Using arguments with Glue pyspark


Intro

I have a docker configured with Glue ETL PySpark environment, thanks to this AWS Glue tutorial. I used the "hellowrold.py":

import sys
from awsglue.transforms import *
from awsglue.utils import getResolvedOptions
from pyspark.context import SparkContext
from awsglue.context import GlueContext
from awsglue.job import Job

glueContext = GlueContext(SparkContext.getOrCreate())

medicare = spark.read.format("com.databricks.spark.csv").option("header", "true").option("inferSchema", "true").load('s3://awsglue-datasets/examples/medicare/Medicare_Hospital_Provider.csv')
medicare.printSchema()

I cannot run it doing spark-submit hellowrold.py because I'm faced to well known error :

ModuleNotFoundError: No module named 'dynamicframe'

I found a hack: using the redirection operator: pyspark < helloworld.py and it works like a charm.

My problem

HOWEVER. Now I need to pass some arguments to my script.

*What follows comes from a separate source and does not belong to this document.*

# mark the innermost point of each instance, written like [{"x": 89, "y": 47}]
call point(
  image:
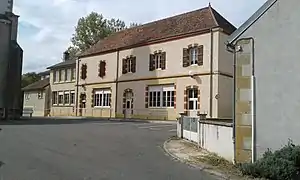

I used to (before trying to use Glue ETL) use : spark-submit myScript.py arg1 arg2 arg3

When I tried naively to do pyspark < myScript.py arg1 arg2 arg3 I got the following error:

Error: pyspark does not support any application options.

Minimal myScript.py to reproduce

import sys
from pyspark import SparkContext
from awsglue.context import GlueContext

# Hello world
glueContext = GlueContext(SparkContext.getOrCreate())
print(sys.argv[1] + " " + sys.argv[2] + " " + sys.argv[3])

Is there any solution to continue to use pyspark instead of spark-submit using some arguments?

Am I totally wrong, and is there a solution that can use spark-submit with Glue?


Solution

  • I would advise you to use the integration with PyCharm if possible. There you don't have the module error and you can inject arguments through the parameter option of the PyCharm run configuration.

    The article that you linked also explains how to integrate with PyCharm.

    Edit:

    When I log into the Docker container and just run:

    /home/spark-2.4.3-bin-spark-2.4.3-bin-hadoop2.8/bin/spark-submit myScript.py test1, test2, test3
    

    it prints out test1 test2 test3. I copied the exact content from your script. Could you please try that?